Alüminyum, rakipsiz mukavemet/ağırlık oranı nedeniyle ulaşımda kullanılır. Daha hafif olması, aracı hareket ettirmek için daha az kuvvet gerektiği anlamına gelir ve bu da daha fazla yakıt verimliliği sağlar. Alüminyum en güçlü metal olmasa da, diğer metallerle alaşımlanması mukavemetini artırmaya yardımcı olur. Korozyon direnci, ağır ve pahalı korozyon önleyici kaplamalara olan ihtiyacı ortadan kaldırarak ek bir avantaj sağlar.
Otomotiv endüstrisi hâlâ büyük ölçüde çeliğe bağımlı olsa da, yakıt verimliliğini artırma ve CO2 emisyonlarını azaltma çabaları alüminyumun çok daha yaygın bir şekilde kullanılmasına yol açmıştır. Uzmanlar, bir otomobildeki ortalama alüminyum içeriğinin 2025 yılına kadar %60 artacağını öngörüyor.



Şanghay'daki 'CRH' ve Maglev gibi yüksek hızlı tren sistemlerinde de alüminyum kullanılıyor. Bu metal, tasarımcıların trenlerin ağırlığını azaltarak sürtünme direncini düşürmelerine olanak tanıyor.

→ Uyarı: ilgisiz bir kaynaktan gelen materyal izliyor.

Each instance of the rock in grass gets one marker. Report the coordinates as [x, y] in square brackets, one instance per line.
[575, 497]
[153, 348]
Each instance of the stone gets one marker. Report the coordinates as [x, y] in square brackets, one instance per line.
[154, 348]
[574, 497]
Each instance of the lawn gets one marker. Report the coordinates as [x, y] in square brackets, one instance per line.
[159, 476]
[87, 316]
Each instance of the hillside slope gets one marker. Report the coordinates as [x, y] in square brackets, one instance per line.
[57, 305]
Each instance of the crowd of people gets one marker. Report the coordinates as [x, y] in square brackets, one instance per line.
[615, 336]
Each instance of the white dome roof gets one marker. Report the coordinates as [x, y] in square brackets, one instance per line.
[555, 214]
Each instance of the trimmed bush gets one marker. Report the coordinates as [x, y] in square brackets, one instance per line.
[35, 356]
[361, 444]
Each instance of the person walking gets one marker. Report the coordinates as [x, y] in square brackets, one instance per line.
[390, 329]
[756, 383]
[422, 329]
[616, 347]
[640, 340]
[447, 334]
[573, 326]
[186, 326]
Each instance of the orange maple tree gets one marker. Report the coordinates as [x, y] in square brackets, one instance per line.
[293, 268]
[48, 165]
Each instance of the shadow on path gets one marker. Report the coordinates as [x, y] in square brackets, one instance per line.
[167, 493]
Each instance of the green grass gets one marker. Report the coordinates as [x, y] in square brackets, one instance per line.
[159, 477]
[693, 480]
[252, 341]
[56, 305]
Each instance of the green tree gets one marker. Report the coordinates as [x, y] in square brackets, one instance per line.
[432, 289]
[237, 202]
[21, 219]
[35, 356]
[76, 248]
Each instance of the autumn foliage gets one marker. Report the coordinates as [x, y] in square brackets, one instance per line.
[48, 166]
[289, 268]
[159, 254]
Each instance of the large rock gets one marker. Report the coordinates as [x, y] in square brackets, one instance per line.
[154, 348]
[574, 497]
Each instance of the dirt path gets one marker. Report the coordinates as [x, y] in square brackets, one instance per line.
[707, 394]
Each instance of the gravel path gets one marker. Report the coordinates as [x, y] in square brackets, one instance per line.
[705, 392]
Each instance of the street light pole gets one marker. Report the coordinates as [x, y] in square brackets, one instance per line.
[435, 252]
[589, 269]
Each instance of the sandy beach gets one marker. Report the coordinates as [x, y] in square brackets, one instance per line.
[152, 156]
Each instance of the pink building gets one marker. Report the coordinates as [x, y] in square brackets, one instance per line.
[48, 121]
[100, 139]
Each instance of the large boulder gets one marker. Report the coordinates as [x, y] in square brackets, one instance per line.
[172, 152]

Alüminyum, hafif, güçlü ve esnek olması nedeniyle uçaklar için ideal olduğu için "kanatlı metal" olarak da bilinir. Hatta alüminyum, uçaklar icat edilmeden önce bile Zeppelin hava gemilerinin gövdelerinde kullanılıyordu. Günümüzde modern uçaklar, gövdeden kokpit ekipmanlarına kadar her yerde alüminyum alaşımları kullanmaktadır. Uzay mekikleri gibi uzay araçlarının bile parçalarında %50 ila %90 oranında alüminyum alaşımı bulunur.